Several recent studies have pointed out that file I/Os can be a major performance bottleneck for some large Web servers. Large I/O buffer caches often do not work effectively for large servers. This paper presents a novel, light-weight, temporary file system called TFS that can effectively improve I/O performance for large servers with minimal cost. TFS is a much more cost-effective scheme than the full caching policy for large servers. It is a user-level application that manages files on a raw disk and works in conjunction with a regular file system as an I/O accelerator. Since the entire system runs in the user space, it is easy and inexpensive to implement and maintain. It also has good portability. TFS uses a novel disk storage subsystem called Cluster-structured Storage System (CSS) to manage files. CSS uses only large disk reads and writes and does no have garbage collection problems. Comprehensive trace-driven simulation experiments show that, TFS achieves up to 160% better system throughput and reduces at up to 77% I/O latency per URL operation than that in a traditional Unix Fast File System in large Web servers.
Various recent studies [1] have shown that disk I/O is one of the important performance bottlenecks for large Web servers. One problem with full caching (cache all Web files in very large RAM) is that the solution would be very expensive at high throughput levels. This is because that the file system size often increases linearly with the server throughput.
Another important change in large-scale Web server traffic is that, client browser caches and proxy servers filter out most access locality at server side. It makes the Least Recently Used (LRU) cache management policy less effective. Greedy-Dual algorithm developed by Cao et al. is a better algorithm to consider locality, size and network latency/cost [2]. But it does not consider how to make I/O read intensive workload (an important character in largescale Web servers) faster.
Other recent techniques such as content distributed network (CDN) or reverse proxy server aim to improve Web server performance by dynamic load balancing, but are not much helpful for I/O problems.
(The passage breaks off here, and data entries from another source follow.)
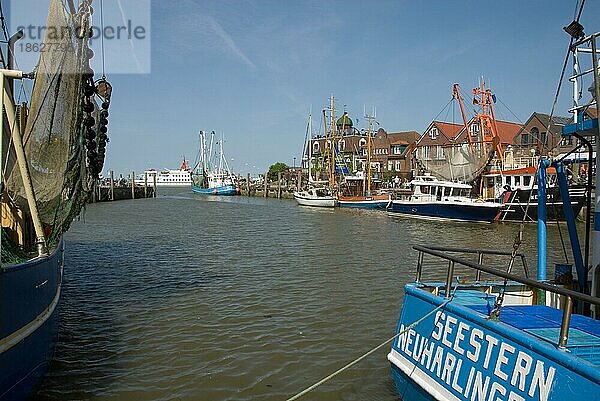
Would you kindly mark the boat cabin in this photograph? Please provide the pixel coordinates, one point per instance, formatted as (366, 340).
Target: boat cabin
(496, 183)
(429, 189)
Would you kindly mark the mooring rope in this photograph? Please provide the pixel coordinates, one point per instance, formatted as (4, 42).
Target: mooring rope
(360, 358)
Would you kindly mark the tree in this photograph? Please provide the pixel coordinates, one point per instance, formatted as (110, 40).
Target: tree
(275, 169)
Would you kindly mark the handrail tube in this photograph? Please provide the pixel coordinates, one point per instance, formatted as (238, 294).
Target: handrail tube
(541, 174)
(473, 250)
(419, 267)
(479, 261)
(588, 200)
(566, 321)
(509, 276)
(449, 278)
(570, 217)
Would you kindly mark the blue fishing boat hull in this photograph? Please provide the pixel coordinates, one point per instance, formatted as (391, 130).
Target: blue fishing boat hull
(29, 297)
(459, 354)
(227, 190)
(483, 212)
(364, 204)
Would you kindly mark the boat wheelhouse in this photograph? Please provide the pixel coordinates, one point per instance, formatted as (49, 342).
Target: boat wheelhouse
(517, 190)
(213, 176)
(431, 198)
(316, 197)
(354, 193)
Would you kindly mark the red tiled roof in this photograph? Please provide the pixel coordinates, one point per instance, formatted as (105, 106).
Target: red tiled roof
(507, 131)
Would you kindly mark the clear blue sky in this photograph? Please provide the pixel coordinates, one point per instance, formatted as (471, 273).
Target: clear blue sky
(252, 70)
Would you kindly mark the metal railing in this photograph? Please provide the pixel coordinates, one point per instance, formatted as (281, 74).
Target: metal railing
(453, 259)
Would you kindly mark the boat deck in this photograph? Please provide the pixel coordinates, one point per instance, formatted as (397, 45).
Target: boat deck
(543, 322)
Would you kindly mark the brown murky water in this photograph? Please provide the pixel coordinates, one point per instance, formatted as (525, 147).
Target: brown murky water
(184, 297)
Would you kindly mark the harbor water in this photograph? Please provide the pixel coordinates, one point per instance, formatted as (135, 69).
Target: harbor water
(188, 297)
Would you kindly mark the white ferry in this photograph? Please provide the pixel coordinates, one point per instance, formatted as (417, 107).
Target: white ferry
(181, 177)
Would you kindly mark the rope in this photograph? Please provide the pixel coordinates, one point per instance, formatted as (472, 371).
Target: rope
(102, 36)
(360, 358)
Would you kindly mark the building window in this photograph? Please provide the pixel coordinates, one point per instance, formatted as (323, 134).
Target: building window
(439, 152)
(399, 149)
(535, 135)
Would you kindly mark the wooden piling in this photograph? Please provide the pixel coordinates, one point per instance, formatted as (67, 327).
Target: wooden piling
(112, 185)
(266, 194)
(279, 185)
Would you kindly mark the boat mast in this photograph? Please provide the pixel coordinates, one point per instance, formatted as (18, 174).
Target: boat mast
(487, 119)
(331, 151)
(210, 151)
(221, 155)
(456, 94)
(369, 145)
(309, 146)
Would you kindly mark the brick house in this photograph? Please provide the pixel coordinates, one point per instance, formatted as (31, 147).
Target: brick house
(392, 152)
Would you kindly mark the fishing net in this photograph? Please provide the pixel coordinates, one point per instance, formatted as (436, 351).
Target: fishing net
(457, 162)
(53, 137)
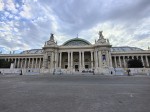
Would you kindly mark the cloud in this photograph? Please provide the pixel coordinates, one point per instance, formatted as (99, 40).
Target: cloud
(1, 5)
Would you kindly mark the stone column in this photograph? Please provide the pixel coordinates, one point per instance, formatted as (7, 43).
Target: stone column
(25, 64)
(142, 60)
(68, 59)
(52, 60)
(147, 63)
(32, 62)
(124, 61)
(83, 60)
(60, 54)
(18, 62)
(15, 63)
(29, 63)
(71, 60)
(36, 63)
(40, 63)
(120, 61)
(80, 59)
(55, 60)
(96, 60)
(21, 63)
(115, 61)
(92, 59)
(99, 59)
(110, 58)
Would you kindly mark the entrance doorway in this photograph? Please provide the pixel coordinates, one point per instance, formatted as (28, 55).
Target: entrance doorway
(76, 68)
(66, 66)
(86, 66)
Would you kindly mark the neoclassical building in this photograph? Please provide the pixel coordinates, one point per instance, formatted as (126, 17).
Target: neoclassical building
(77, 55)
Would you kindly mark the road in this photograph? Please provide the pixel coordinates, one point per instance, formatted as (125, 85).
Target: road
(45, 93)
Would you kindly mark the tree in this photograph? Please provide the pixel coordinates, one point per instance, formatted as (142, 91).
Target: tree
(135, 63)
(4, 63)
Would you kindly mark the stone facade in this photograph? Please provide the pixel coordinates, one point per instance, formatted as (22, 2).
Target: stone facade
(78, 55)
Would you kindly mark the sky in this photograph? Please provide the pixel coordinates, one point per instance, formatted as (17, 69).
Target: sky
(27, 24)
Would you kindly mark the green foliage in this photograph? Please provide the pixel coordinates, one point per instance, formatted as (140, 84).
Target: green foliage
(4, 63)
(135, 63)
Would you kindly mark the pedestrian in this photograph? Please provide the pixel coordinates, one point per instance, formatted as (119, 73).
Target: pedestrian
(21, 72)
(128, 71)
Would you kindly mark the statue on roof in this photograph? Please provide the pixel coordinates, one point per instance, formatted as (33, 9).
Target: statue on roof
(52, 37)
(101, 35)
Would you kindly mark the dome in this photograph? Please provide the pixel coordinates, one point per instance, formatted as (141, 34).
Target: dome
(125, 49)
(32, 51)
(76, 42)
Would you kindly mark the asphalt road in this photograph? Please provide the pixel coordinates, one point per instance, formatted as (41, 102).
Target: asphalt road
(44, 93)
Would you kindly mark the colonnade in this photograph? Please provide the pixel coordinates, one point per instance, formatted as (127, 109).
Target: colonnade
(121, 61)
(95, 59)
(33, 62)
(81, 59)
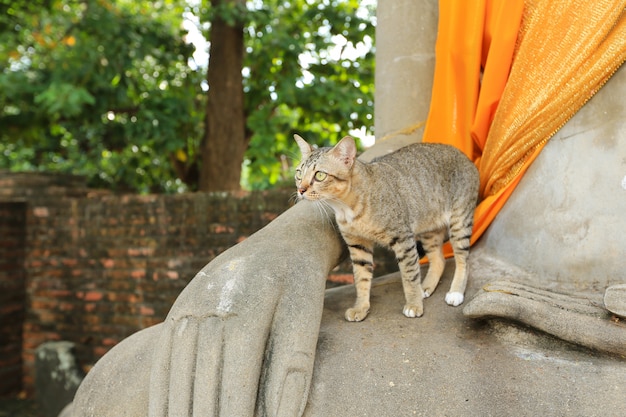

For the above-stated reasons, we argue that, rather than caching a huge file data set in RAM , we should pay more attention to the efficiencies of secondary storage management. We aim to design a cost-effective, high performance I/O subsystem with only a modest I/O buffer cache (such as 256 MB) to replace a full caching scheme (which requires 4 GB of RAM or more) for largeWeb servers. The I/O performance of this new I/O subsystem would reach that of full caching strategy.
Currently most Web servers are designed to run on top of a general purpose file system. Such a design has several inherent performance disadvantages: they cannot efficiently handle small files, leading to very poor performance; there are very few techniques studied to improve the I/O read performance since read requests dominate the file system traffic in Web server workloads; current solutions do not have effective prefetching functions that can be very helpful in Web server workloads with good spatial locality; the meta-data overhead also poses a serious problem for regular file systems.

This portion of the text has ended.